The type-independent resource theory of local operations and shared randomness

TL;DR

This paper introduces a comprehensive resource theory framework for nonsignaling resources in quantum information, allowing conversion between resource types and unifying various nonlocality and quantum correlation concepts.

Contribution

It develops a unifying LOSR-based resource theory that encompasses all nonsignaling resources and their associated games, generalizing previous results and enabling measurement-device-independent characterization.

Findings

Semiquantum games fully characterize LOSR nonclassicality of all resources.

Resources can be converted into any other type, including game strategies.
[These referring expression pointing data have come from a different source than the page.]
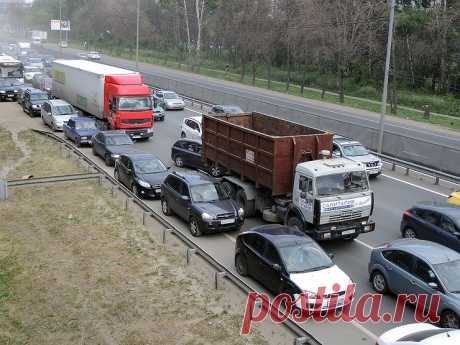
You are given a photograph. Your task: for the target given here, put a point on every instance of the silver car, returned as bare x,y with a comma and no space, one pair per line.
55,113
355,151
419,267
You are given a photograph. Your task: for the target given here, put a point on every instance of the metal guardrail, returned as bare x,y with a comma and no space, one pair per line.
303,337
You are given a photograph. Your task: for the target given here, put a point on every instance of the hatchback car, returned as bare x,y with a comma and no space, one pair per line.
355,151
411,266
191,128
142,173
110,145
56,112
32,101
284,259
419,333
433,221
201,201
80,130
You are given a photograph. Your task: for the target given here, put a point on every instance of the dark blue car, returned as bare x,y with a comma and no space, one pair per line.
433,221
80,130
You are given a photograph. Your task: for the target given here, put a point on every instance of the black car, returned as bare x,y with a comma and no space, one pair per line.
142,173
433,221
110,145
9,89
187,153
202,201
32,101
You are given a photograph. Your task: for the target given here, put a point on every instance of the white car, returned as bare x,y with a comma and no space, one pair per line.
191,128
420,334
355,151
55,113
171,100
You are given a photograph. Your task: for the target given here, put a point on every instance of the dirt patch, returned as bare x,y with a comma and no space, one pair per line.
77,269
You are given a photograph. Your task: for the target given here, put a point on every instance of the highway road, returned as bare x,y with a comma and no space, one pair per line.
394,193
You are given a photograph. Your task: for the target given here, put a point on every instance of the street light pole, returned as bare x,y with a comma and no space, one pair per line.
387,72
137,34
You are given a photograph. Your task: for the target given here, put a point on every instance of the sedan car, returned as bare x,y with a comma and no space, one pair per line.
56,112
419,333
433,221
202,202
285,260
142,173
80,130
355,151
110,145
411,266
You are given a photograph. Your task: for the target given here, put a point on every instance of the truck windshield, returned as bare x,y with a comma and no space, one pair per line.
208,192
350,182
134,103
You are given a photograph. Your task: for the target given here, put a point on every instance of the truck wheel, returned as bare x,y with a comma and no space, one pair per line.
296,223
248,205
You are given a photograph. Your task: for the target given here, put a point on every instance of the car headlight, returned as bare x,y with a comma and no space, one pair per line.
143,184
206,217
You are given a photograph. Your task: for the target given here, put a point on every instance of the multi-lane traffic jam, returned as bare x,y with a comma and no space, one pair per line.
307,186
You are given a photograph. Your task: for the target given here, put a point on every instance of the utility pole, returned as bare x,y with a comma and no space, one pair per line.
387,72
137,34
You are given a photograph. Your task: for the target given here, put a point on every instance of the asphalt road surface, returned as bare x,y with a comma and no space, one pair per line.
394,193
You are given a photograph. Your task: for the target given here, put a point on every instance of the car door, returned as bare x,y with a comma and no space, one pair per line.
399,267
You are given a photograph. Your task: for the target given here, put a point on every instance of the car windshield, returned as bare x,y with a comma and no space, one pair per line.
85,125
448,273
117,140
134,103
149,166
170,95
304,257
208,192
39,96
354,150
350,182
64,110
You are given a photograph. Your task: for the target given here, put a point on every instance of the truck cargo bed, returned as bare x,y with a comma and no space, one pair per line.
261,148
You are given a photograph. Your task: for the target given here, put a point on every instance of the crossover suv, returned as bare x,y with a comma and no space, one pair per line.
433,221
201,201
32,101
355,151
142,173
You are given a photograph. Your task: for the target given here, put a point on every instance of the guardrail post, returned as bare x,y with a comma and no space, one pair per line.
164,234
188,255
218,276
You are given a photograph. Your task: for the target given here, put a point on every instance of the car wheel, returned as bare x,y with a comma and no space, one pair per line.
379,283
179,161
409,233
241,265
165,207
449,319
195,227
108,160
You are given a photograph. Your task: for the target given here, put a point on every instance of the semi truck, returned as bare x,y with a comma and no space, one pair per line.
116,97
284,171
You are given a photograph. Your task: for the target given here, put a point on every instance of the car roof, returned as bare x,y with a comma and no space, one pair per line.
432,252
442,207
280,235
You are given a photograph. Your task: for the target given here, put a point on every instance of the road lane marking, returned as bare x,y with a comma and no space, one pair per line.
415,185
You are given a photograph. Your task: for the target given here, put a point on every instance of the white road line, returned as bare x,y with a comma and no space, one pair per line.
415,185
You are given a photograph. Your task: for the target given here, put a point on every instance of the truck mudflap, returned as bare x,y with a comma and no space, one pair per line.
338,231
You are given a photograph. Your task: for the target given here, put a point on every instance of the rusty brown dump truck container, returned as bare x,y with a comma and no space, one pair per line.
261,148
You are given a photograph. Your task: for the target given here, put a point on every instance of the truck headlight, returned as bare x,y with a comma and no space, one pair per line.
143,184
206,217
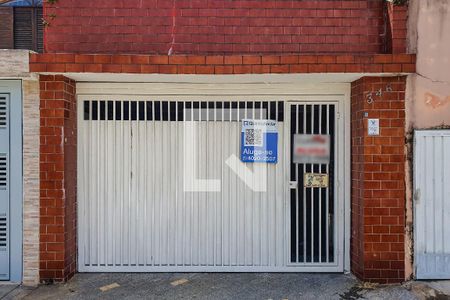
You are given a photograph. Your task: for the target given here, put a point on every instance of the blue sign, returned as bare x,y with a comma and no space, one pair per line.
259,141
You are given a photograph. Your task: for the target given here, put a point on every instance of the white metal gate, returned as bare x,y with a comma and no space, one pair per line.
432,204
134,212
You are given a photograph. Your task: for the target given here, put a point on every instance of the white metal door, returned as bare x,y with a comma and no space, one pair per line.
432,204
135,212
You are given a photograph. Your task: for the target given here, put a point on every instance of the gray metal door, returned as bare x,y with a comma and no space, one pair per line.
432,204
313,214
11,195
4,185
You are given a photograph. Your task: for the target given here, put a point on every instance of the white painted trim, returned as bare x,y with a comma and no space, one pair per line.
187,89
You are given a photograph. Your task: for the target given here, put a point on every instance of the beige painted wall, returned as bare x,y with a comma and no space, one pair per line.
427,91
14,65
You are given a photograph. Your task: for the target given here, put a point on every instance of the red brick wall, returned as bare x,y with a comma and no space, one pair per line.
397,30
378,181
58,178
215,26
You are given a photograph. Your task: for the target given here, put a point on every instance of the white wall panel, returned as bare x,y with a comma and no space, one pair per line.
134,214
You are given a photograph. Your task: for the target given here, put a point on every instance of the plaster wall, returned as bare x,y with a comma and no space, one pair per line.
428,91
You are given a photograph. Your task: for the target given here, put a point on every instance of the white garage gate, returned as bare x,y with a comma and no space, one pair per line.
161,187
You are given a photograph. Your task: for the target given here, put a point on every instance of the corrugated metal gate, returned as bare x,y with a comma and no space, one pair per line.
432,204
136,213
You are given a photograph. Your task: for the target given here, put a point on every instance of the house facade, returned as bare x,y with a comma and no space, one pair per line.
138,115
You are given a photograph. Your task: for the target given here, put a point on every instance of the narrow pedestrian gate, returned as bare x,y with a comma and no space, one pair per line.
432,204
138,214
10,180
4,186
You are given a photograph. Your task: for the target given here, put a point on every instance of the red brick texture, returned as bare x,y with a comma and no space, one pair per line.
218,64
215,26
378,180
397,28
57,178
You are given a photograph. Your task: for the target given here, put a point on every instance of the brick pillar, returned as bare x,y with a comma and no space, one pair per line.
378,181
58,178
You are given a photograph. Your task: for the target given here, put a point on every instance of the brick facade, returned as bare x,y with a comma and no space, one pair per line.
396,40
233,37
58,178
215,27
378,180
217,64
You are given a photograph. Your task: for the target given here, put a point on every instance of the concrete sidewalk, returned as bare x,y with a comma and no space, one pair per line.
224,286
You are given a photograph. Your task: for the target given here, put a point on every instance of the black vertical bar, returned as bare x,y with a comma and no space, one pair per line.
294,208
94,110
331,183
86,110
110,110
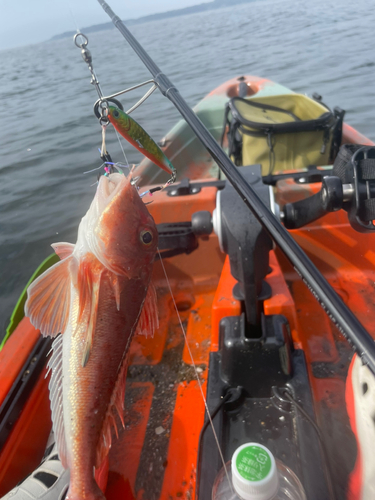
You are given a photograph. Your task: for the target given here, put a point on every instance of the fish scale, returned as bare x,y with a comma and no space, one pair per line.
105,279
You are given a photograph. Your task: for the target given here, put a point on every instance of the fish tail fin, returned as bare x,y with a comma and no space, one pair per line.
92,493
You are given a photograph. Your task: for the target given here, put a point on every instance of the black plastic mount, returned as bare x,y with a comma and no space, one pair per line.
246,380
328,199
351,187
247,243
182,237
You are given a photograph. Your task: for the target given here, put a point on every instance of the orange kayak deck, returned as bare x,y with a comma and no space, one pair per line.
155,455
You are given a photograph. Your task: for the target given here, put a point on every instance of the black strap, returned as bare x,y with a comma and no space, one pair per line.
368,210
367,169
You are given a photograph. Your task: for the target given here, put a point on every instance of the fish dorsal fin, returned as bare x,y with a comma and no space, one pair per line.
116,404
148,321
63,249
48,299
56,397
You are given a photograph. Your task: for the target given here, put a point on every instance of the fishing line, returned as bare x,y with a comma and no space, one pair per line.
196,374
73,16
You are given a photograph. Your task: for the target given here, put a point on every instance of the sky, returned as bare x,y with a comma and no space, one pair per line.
24,22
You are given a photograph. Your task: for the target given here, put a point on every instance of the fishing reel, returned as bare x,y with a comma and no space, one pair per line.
351,187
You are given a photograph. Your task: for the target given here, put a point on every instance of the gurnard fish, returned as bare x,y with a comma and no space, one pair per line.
98,296
139,138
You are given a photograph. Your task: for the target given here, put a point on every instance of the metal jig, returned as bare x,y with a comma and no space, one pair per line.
102,104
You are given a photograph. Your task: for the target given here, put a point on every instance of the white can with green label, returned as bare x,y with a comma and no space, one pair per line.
254,474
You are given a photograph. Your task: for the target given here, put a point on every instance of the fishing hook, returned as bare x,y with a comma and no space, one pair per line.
110,98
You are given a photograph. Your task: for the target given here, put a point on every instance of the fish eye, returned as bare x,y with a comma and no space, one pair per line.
146,237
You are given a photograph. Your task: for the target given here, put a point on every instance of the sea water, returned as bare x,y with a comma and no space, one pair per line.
49,135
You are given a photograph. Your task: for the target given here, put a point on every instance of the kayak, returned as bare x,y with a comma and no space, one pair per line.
237,322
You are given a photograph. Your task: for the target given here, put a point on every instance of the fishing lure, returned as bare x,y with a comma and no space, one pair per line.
139,138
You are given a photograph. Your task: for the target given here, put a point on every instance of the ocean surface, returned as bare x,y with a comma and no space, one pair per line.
49,135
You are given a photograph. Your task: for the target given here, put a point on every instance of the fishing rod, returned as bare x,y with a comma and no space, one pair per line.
338,312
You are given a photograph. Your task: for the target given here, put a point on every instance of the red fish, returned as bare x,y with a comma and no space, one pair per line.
98,296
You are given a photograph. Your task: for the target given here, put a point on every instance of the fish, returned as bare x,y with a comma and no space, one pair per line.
98,296
130,130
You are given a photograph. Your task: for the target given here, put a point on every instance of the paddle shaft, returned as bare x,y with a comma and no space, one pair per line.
337,311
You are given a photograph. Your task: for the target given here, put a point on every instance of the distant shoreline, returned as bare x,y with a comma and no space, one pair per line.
203,7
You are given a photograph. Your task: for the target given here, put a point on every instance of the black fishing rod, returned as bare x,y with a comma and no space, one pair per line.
337,311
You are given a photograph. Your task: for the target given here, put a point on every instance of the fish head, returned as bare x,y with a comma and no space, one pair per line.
118,228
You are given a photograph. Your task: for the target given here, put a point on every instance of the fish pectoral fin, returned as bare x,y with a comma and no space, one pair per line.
148,320
56,397
63,249
116,404
93,313
48,299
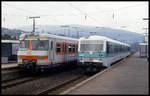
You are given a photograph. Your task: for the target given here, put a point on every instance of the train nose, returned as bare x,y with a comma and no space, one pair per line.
29,63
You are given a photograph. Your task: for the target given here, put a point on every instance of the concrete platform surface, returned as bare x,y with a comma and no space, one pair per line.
128,77
10,65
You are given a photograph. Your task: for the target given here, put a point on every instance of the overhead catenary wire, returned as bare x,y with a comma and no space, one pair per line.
83,12
27,11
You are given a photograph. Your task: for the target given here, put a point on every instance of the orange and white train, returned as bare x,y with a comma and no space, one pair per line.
42,51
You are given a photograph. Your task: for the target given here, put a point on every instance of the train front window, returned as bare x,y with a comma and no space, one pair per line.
91,47
24,45
39,45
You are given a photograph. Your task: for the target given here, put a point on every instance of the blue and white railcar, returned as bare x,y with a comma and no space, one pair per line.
97,51
44,51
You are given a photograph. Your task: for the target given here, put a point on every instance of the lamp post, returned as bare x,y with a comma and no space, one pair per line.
34,22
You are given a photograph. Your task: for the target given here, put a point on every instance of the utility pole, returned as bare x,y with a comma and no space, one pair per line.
67,26
77,31
34,22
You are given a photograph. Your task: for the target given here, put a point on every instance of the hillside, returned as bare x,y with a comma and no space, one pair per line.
85,31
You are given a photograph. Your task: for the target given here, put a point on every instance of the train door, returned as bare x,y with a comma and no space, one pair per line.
51,51
64,52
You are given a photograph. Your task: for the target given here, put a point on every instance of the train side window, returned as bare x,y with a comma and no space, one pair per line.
58,48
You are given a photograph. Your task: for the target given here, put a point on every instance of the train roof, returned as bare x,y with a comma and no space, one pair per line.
96,37
43,35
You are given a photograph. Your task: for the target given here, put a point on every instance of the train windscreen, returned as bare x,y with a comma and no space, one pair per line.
91,47
24,45
39,45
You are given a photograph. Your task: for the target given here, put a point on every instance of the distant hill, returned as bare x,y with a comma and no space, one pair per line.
12,32
85,31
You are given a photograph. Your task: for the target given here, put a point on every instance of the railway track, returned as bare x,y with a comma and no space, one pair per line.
58,83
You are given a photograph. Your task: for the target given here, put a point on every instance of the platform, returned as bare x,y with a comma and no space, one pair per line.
128,77
10,65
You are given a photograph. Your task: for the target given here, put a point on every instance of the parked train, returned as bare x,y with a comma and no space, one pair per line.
43,51
97,51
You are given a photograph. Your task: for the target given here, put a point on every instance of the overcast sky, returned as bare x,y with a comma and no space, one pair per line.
100,14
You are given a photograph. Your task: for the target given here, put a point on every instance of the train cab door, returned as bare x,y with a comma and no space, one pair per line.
64,51
51,51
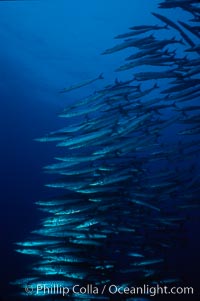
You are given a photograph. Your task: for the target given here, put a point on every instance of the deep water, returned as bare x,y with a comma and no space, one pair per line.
45,46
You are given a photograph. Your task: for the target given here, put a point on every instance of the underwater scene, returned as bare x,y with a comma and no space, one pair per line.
100,150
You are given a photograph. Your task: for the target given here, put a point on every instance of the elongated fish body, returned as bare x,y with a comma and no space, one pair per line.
85,83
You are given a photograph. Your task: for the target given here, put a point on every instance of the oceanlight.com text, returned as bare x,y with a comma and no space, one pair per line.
90,289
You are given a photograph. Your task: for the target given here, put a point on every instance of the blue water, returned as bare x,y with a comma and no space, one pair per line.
45,46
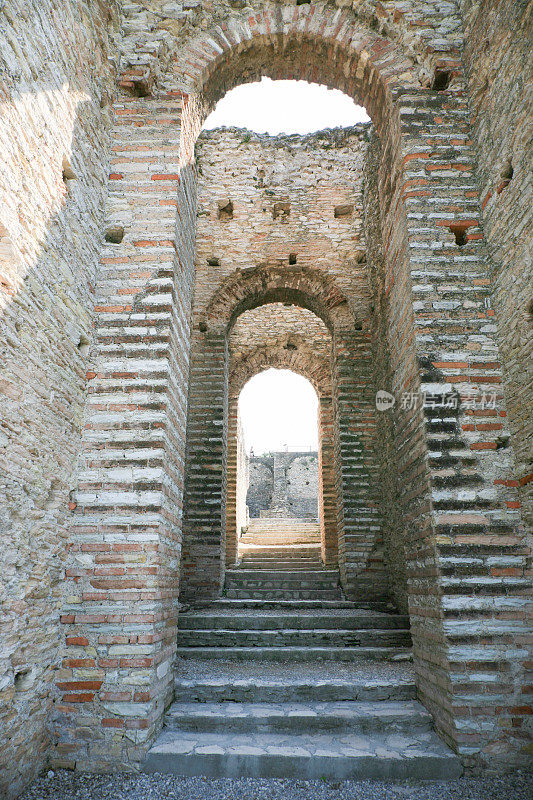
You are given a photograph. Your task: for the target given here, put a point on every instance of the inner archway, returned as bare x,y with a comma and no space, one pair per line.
279,485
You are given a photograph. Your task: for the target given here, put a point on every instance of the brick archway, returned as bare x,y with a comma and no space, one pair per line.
257,286
302,360
433,321
348,414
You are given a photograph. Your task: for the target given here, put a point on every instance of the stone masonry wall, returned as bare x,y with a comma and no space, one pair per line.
445,144
55,83
499,64
291,205
300,484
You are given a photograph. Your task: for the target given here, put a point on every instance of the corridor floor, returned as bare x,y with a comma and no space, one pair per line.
63,785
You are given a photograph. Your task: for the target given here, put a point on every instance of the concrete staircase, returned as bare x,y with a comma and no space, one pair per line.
282,677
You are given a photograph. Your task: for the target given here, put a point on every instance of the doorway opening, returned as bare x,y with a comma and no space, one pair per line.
278,481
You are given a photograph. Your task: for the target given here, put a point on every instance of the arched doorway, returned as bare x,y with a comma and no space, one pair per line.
425,333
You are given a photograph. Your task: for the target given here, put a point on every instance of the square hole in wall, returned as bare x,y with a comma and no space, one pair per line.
343,211
225,209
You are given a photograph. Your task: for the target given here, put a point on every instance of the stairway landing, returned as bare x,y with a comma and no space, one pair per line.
284,677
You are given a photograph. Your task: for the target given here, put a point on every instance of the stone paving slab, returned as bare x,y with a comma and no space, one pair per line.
293,653
299,715
321,755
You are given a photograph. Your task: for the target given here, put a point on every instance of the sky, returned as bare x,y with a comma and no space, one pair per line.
279,408
285,107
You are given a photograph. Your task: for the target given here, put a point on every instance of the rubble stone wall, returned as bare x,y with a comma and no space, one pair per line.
278,209
499,64
108,536
301,484
55,80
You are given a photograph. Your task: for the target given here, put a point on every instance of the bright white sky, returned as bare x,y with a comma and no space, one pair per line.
285,107
279,408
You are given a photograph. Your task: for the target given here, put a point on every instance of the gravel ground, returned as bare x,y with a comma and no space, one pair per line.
354,671
64,785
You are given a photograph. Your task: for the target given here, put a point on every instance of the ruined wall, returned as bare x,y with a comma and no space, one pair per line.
55,80
285,336
300,484
289,206
396,57
243,481
499,64
290,201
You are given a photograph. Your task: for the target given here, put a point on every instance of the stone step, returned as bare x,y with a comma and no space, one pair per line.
269,574
293,638
290,565
237,605
268,523
304,717
418,756
280,538
284,594
293,653
264,552
292,691
292,582
214,618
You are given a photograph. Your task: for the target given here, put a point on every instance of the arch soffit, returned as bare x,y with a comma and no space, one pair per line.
302,362
309,42
248,289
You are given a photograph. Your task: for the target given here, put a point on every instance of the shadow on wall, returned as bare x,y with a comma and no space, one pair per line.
51,231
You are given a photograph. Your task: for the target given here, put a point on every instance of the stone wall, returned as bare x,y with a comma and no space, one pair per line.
55,80
423,320
299,485
273,209
243,481
499,63
287,337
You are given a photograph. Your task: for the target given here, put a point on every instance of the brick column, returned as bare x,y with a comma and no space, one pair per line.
360,548
120,608
204,518
466,554
232,535
326,482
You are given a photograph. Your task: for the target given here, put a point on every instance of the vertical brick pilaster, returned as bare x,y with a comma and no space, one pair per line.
360,544
327,487
204,525
119,615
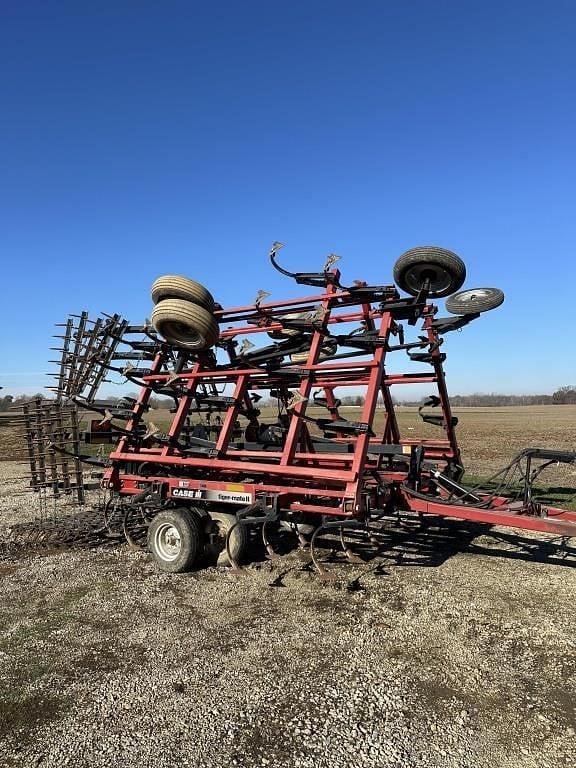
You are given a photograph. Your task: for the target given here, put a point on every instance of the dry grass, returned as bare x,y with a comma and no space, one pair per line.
489,437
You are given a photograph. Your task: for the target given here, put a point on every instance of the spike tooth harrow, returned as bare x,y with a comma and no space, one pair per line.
217,454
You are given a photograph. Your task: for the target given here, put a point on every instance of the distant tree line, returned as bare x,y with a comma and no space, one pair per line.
562,396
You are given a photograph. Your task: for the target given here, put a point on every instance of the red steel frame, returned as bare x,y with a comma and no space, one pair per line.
299,475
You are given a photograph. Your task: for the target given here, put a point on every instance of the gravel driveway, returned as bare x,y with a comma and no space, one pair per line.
455,648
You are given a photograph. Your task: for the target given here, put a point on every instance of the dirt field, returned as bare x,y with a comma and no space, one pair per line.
455,647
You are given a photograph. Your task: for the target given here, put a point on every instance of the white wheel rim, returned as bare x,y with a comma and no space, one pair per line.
167,542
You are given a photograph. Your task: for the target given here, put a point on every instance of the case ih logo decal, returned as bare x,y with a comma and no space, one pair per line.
186,493
226,497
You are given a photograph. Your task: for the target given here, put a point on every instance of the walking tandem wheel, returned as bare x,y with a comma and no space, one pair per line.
259,433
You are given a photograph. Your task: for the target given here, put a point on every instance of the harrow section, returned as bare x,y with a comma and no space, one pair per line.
224,463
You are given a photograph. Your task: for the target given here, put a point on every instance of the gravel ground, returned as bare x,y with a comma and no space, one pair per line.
457,648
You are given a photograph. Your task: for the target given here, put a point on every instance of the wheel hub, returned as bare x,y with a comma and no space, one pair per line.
168,542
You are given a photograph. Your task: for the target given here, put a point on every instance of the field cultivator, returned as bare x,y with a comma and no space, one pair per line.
201,485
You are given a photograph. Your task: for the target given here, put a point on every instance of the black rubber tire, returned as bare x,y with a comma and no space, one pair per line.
328,350
474,300
215,548
185,552
178,287
445,270
185,324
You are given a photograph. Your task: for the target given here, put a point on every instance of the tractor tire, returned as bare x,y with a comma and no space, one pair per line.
219,525
328,350
175,539
444,270
176,287
474,300
185,324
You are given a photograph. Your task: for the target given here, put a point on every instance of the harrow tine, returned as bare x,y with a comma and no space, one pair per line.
352,558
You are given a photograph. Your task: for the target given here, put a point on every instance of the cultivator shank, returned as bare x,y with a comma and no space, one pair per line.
225,457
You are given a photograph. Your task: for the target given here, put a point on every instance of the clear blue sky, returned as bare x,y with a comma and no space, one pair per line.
139,138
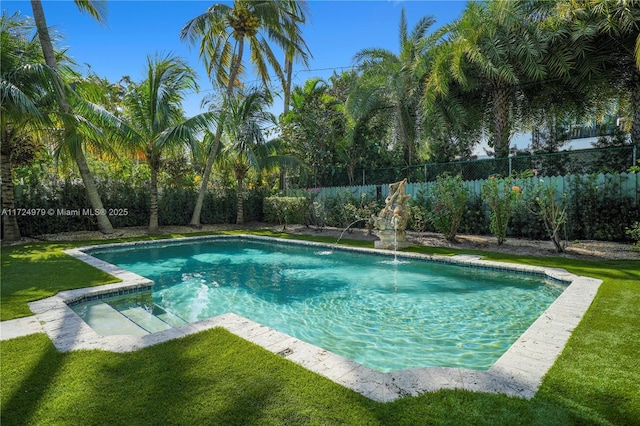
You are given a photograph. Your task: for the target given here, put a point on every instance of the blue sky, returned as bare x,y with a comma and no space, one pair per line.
336,31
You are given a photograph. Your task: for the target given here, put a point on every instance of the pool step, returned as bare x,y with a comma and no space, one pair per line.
145,319
106,321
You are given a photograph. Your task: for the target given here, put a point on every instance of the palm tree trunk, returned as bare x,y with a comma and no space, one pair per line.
240,202
288,69
87,178
153,216
501,131
10,228
197,210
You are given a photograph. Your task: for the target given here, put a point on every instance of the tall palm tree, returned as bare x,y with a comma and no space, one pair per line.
494,48
394,82
312,126
610,30
95,8
222,32
155,120
24,83
245,121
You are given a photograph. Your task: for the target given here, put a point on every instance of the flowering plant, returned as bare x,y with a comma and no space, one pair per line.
449,200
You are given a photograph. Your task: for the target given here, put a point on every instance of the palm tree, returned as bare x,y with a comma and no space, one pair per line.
24,82
494,48
394,82
292,50
244,122
155,120
610,31
96,9
223,31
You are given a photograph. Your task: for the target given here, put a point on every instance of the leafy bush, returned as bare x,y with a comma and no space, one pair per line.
449,200
501,195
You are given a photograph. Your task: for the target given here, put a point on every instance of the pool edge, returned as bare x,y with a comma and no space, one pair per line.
518,372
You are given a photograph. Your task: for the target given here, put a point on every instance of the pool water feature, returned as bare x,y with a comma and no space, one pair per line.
385,314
The framework reduces assumptions needed for nonclassicality characterization.

Abstract

In space-like separated experiments and other scenarios where multiple parties share a classical common cause but no cause-effect relations, quantum theory allows a variety of nonsignaling resources which are useful for distributed quantum information processing. These include quantum states, nonlocal boxes, steering assemblages, teleportages, channel steering assemblages, and so on. Such resources are often studied using nonlocal games, semiquantum games, entanglement-witnesses, teleportation experiments, and similar tasks. We introduce a unifying framework which subsumes the full range of nonsignaling resources, as well as the games and experiments which probe them, into a common resource theory: that of local operations and shared randomness (LOSR). Crucially, we allow these LOSR operations to locally change the type of a resource, so that players can convert resources of any type into resources of any other type, and in particular into strategies for the specific type of game they are playing. We then prove several theorems relating resources and games of different types. These theorems generalize a number of seminal results from the literature, and can be applied to lessen the assumptions needed to characterize the nonclassicality of resources. As just one example, we prove that semiquantum games are able to perfectly characterize the LOSR nonclassicality of every resource of any type (not just quantum states, as was previously shown). As a consequence, we show that any resource can be characterized in a measurement-device-independent manner.